NFL veteran and Super Bowl champion Will Blackmon returned to his alma mater and hosted the fourth annual Will Blackmon FUNdamentals Football Clinic at Bishop Hendricken on Saturday, followed by the first-ever Blackmon/Rowley Combine Camp on Sunday.
The camp hosted nearly 300 athletes from the youth level, while roughly 100 players attended Sunday’s combine.
Many big names in the New England football community made the trip to lend a hand, including former Patriots center Dan Koppen as well as many college coaches.
The goal for the camp was to help teach the basics of the sport and sharpen campers’ skills, while the inaugural combine gave local high schoolers the chance to showcase their skills in front of coaches and scouts from area colleges.
Warwick native and Arena Football League veteran Kyle Rowley joined forces with Blackmon in the combine camp and was excited with the turnout on Sunday.
“The feedback we got was incredible. The college coaches we talked to said that we had a ton of talent, more than they expected. Kids got recruited and parents were especially appreciative of us because it takes the hassle out of their summer,” said Rowley. “People are driving to Massachusetts, driving to Connecticut, driving all over the place. We wanted to showcase a combine-style camp here and we got a lot of great feedback … they’ve been waiting for this.”
Considering Rhode Island’s small geographic size, high school camps and combines can be sparse and makes it difficult for high school athletes to get exposure to collegiate recruits.
Rowley and Blackmon hoped to change that by welcoming players to the combine while also building connections with nearby Division I and Division II schools.
Fifteen different colleges made the trip to Warwick to get a glimpse at some of the talent.
“The type of kid that we marketed to were kids that felt like they should play college football and kids that felt like they were top-tier players,” said Rowley, who also felt that a strength of the combine was its intensity. “The way we organized the camp was that we made it very sink or swim. A lot of camps were very instructional, they take a lot of time to teach the fundamentals. We felt like if we’re marketing guys that want to play in college then they should be pretty in depth at their position already. So let’s throw them in the fire and let college coaches see which ones rise to the top. It was very fast-paced, coach on the fly, a lot of 1-on-1 competition. How do you play with bullets flying.”

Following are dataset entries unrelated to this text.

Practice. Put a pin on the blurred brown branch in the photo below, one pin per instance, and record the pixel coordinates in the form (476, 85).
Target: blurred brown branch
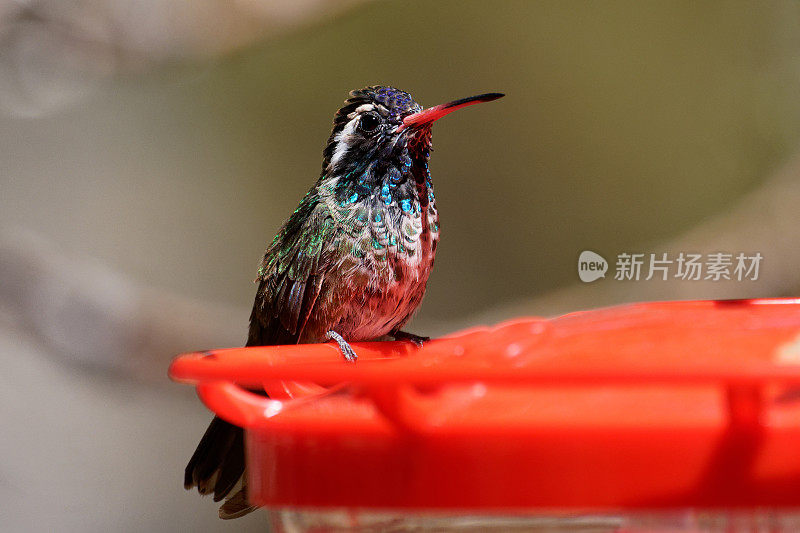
(53, 52)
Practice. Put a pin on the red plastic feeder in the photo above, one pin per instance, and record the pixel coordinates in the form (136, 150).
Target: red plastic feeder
(652, 406)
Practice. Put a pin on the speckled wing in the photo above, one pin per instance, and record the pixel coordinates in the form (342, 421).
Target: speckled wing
(291, 275)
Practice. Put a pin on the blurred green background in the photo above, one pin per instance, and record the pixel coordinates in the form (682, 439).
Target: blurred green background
(624, 123)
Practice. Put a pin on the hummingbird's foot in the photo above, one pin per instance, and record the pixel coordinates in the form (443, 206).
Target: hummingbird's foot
(347, 350)
(406, 336)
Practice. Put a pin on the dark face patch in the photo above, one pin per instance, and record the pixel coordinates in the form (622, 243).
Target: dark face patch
(399, 103)
(392, 105)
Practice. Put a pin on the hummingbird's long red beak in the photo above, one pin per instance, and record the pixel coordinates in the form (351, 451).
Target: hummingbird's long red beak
(426, 116)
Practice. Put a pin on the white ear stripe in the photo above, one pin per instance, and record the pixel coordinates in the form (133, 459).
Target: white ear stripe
(342, 140)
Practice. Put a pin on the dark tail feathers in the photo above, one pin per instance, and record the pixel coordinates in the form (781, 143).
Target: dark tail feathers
(217, 465)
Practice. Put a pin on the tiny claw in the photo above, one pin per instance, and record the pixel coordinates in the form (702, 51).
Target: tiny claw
(418, 340)
(347, 350)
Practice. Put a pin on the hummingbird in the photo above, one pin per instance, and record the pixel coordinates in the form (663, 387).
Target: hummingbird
(350, 264)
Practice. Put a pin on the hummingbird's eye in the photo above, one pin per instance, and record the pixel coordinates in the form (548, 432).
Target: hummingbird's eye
(368, 122)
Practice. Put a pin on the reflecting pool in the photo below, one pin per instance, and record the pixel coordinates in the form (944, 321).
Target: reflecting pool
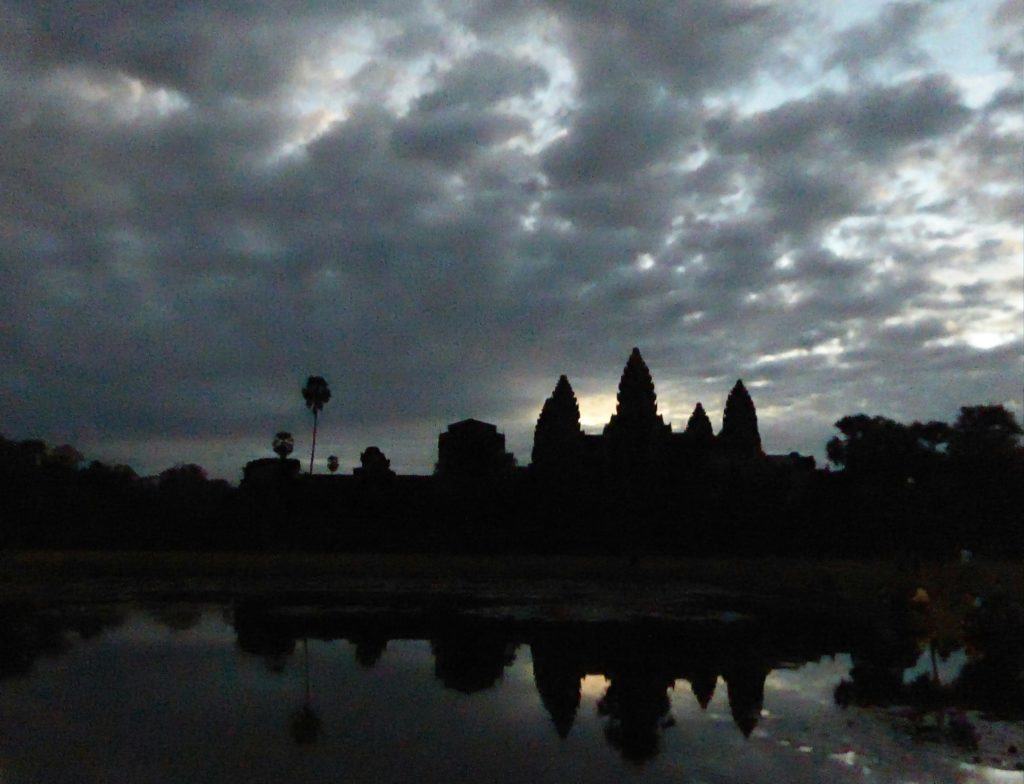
(267, 691)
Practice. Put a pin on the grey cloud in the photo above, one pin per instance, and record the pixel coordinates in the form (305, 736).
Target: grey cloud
(483, 79)
(450, 136)
(890, 36)
(174, 271)
(870, 122)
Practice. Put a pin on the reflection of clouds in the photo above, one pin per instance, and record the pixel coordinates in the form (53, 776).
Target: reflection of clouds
(593, 687)
(814, 681)
(142, 629)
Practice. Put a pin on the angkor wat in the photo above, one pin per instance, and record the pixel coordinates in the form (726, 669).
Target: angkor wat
(904, 489)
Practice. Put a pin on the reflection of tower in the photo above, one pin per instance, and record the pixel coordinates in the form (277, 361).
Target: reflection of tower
(636, 432)
(557, 676)
(745, 683)
(470, 662)
(702, 683)
(369, 649)
(635, 702)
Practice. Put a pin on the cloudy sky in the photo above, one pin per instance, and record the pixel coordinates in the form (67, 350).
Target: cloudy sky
(442, 206)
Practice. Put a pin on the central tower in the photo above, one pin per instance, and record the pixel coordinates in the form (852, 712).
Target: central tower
(636, 434)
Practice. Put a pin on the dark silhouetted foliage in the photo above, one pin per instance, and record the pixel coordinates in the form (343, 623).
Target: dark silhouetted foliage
(316, 393)
(284, 444)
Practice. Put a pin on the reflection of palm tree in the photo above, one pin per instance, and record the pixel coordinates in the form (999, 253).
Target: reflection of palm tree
(316, 394)
(305, 727)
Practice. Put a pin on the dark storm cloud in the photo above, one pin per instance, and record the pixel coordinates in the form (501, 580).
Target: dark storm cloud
(870, 122)
(441, 208)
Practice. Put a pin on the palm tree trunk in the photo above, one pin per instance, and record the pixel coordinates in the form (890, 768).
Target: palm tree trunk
(313, 450)
(305, 660)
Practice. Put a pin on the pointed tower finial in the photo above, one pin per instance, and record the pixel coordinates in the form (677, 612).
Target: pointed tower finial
(739, 423)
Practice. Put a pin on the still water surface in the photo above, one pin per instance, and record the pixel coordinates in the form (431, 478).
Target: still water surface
(209, 694)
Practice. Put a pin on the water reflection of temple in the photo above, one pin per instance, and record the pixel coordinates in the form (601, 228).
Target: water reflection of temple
(642, 662)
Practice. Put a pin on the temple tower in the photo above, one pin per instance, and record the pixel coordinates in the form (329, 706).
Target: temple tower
(739, 434)
(636, 434)
(558, 438)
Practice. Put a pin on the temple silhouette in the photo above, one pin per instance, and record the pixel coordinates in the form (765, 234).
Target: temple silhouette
(635, 484)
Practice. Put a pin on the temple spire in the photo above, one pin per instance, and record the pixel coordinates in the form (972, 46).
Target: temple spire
(698, 431)
(739, 423)
(637, 400)
(556, 438)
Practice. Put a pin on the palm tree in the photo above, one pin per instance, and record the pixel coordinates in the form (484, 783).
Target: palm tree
(316, 394)
(283, 444)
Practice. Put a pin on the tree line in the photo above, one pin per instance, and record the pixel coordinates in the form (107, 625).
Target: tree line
(904, 489)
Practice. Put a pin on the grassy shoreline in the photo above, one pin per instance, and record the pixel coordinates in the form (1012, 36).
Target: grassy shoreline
(855, 582)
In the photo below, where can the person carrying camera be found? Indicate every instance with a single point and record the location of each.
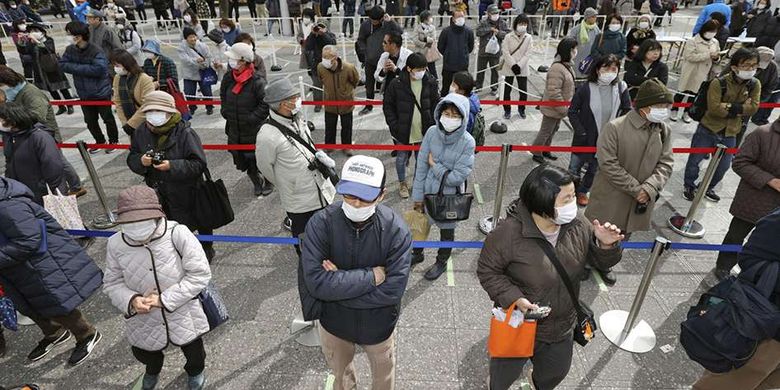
(169, 155)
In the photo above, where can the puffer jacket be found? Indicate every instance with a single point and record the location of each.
(452, 152)
(89, 67)
(353, 307)
(175, 265)
(42, 279)
(513, 266)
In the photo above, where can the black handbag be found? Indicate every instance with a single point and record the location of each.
(585, 328)
(450, 207)
(212, 204)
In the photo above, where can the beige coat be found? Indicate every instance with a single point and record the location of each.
(559, 86)
(634, 154)
(143, 86)
(696, 63)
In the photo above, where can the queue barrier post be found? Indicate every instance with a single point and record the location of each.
(488, 223)
(687, 226)
(108, 220)
(621, 327)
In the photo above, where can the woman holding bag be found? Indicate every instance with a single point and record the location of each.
(447, 158)
(514, 269)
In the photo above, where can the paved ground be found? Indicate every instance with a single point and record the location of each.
(442, 332)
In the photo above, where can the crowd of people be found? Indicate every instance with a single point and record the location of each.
(620, 102)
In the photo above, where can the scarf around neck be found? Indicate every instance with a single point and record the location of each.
(242, 77)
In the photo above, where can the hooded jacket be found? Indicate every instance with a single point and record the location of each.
(452, 152)
(45, 274)
(354, 308)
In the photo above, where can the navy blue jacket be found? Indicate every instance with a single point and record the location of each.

The workouts left many coaches and scouts impressed, and Rowley expects offers to potentially be made in the near future.
“I talked to a bunch of scouts and they showed me their clipboards. They had kids circled and highlighted, some of these kids will definitely be getting offers from some of those schools, at least a handful of them,” said Rowley.
Blackmon and Rowley hope to made the combine a new tradition in Rhode Island. Their goal for next year is to improve on this year’s event, while also increasing its exposure and numbers.
“Obviously in its inaugural year there are things that we can iron out … some things that we want to do better and take up a notch,” said Rowley. “We think that we can get 2-300 kids out there if we do a morning session and one in the afternoon. We want to draw kids from a greater area, kids that weren’t here today will see from the footage what they missed out on.”